Willkommen in der Familie der *Jackson STL X-Pro Ruten lite Rutenbesitzer! :m
*


----------



## Quicksilver86 (6. Februar 2015)

*AW: Jackson STL X-Pro Ruten*

Ne STL-X hatte ich ja schon...nur halt die Dropshot^^
Meine ist übrigends super verarbeitet.Keine schiefe Ringe oder was schepperndes.

Die ist übrigends im ausverkauf deswegen wohl so günstig


----------



## Lennart83 (7. Februar 2015)

*AW: Jackson STL X-Pro Ruten*

Ich habe heute den Stollenwerk Katalog inkl Restposten&Angebotsflyer bekommen... Da steht die Lite Spin sogar für 29,99 drin, natürlich plus Versandkosten. Nur gibt's den Preis nicht online?! Alle anderen Jackson STL Ruten 39,99.


----------



## Toppel (7. Februar 2015)

*AW: Jackson STL X-Pro Ruten*

Bei eBay auch schon wieder ausverkauft. Ich bin froh, zugeschlagen zu haben. Neue Lieblings-Barschrute =)


----------



## man1ac (7. Februar 2015)

*AW: Jackson STL X-Pro Ruten*

Preise findet man auch auf ihrer Internetseite... Bin schwer am Überlegen eine Twitch Trick in 20-45g zu holen... Hat da jemand Erfahrungen zu?


----------



## Nordlichtangler (7. Februar 2015)

*AW: Jackson STL X-Pro Ruten*

Erstmal fein, dass Du einen Testbericht verfasst hast! #6

ABER, da muss ich mal dagegen halten:


Kaka schrieb:


> Drill gab es heute leider nur einen ganz kurzen. Mir ist der *Fisch durch einen Sprung aus dem Wasser leider schnell verloren gegangen*. Doch auch hier merkte man schon das die Rute Potential hat und Spaß macht.

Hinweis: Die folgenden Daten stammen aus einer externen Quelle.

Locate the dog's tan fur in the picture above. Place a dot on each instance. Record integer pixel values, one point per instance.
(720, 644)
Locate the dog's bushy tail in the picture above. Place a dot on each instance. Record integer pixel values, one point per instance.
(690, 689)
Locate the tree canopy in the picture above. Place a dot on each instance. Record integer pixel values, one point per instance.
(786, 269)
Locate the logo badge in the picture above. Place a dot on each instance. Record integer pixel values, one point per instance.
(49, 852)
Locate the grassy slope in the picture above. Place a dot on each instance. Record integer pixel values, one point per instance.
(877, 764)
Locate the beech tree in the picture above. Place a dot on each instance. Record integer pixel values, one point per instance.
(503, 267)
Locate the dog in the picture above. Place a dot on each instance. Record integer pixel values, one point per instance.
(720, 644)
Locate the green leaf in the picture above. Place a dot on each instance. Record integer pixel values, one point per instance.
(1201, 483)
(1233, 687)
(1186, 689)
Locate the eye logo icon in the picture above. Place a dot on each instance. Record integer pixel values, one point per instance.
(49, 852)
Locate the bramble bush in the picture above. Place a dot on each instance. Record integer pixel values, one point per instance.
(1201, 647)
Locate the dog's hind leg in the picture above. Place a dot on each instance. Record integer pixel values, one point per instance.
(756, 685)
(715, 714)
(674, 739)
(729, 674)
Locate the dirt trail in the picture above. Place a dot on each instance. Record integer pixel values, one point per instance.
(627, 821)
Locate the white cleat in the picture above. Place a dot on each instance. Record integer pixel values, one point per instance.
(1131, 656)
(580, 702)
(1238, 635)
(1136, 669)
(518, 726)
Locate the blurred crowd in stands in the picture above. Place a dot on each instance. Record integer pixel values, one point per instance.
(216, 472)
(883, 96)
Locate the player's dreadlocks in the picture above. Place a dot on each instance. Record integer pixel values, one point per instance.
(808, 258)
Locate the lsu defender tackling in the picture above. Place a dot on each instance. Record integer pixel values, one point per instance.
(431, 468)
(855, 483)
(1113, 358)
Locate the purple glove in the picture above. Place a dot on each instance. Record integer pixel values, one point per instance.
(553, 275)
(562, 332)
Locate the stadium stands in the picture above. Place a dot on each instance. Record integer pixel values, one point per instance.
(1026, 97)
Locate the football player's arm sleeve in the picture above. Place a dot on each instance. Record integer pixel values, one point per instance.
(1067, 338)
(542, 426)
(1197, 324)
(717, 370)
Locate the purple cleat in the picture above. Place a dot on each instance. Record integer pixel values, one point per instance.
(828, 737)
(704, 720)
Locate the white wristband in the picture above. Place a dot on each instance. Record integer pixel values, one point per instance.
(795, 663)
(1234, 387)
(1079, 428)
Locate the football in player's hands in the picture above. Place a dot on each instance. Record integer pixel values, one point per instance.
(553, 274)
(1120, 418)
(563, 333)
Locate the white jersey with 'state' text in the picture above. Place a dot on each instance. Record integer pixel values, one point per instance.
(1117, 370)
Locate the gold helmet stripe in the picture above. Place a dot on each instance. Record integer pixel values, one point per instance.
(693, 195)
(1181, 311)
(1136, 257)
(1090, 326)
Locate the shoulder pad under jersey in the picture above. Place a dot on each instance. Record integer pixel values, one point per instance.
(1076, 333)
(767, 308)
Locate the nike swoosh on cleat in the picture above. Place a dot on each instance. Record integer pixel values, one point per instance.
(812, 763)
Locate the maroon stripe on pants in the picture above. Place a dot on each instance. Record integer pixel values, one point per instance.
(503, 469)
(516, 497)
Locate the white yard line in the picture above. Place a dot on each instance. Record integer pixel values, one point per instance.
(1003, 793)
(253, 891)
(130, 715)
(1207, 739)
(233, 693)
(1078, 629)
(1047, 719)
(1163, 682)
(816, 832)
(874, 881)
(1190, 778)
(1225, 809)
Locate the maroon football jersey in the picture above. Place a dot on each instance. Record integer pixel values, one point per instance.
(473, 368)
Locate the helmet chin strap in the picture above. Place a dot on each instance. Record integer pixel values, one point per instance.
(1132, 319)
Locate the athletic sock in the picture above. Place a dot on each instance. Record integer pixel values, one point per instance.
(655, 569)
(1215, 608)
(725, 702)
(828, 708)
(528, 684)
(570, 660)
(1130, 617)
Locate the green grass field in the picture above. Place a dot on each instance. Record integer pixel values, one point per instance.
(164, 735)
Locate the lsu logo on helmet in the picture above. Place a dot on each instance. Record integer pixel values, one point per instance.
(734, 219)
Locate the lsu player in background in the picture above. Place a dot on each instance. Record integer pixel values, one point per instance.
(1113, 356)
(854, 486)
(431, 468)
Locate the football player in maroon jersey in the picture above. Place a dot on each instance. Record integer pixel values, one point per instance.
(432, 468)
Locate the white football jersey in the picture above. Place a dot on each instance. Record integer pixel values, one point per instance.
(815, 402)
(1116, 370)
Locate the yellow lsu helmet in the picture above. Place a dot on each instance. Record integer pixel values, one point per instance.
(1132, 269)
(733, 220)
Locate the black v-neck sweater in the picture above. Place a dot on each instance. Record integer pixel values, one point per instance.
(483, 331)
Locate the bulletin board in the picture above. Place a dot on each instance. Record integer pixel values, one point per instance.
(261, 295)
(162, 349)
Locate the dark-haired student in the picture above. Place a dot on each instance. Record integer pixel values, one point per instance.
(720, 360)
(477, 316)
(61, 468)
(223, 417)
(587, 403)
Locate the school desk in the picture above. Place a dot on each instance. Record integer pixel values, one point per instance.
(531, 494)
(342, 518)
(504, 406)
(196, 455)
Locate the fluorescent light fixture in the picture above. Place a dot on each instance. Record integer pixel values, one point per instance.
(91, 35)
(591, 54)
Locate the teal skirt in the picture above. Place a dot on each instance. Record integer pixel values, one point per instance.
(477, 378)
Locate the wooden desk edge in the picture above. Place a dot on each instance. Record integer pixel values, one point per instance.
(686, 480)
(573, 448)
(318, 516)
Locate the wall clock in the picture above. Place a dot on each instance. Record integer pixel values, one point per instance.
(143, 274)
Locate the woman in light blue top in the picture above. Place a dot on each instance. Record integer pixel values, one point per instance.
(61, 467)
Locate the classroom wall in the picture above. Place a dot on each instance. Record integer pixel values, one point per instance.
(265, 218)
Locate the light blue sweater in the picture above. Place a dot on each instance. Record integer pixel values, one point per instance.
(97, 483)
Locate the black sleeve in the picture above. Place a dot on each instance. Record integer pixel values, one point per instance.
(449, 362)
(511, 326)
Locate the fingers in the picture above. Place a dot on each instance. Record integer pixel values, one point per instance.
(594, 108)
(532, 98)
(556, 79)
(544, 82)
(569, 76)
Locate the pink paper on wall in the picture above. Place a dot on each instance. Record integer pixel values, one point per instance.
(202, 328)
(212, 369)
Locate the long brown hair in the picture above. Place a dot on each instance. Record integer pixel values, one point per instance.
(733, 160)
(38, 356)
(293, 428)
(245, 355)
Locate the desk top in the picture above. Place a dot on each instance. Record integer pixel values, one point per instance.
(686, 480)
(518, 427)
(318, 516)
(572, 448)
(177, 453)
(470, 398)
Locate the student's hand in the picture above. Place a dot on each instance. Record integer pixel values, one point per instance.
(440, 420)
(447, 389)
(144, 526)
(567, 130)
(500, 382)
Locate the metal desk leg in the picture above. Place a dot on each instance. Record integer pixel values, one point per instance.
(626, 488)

Es gibt (inzwischen) viele Ruten, die sich trocken gut anfühlen ...
aber am Wasser mit wildem oder sprungfreudigem Fisch zeigt sich dann, was die Rute wirklich kann oder nicht kann. 
Das *berichtete* ist jedenfalls noch kein Pluspunkt. 
Hab die Rute selber nicht, sonst könnte ich was dazu schreiben.
Daher Augen, auf was'se wirklich taugt, innerhalb von 2 Wochen austesten. :m


----------



## Hennesee81 (8. Februar 2015)

*AW: Jackson STL X-Pro Ruten*



man1ac schrieb:


> Preise findet man auch auf ihrer Internetseite... Bin schwer am Überlegen eine Twitch Trick in 20-45g zu holen... Hat da jemand Erfahrungen zu?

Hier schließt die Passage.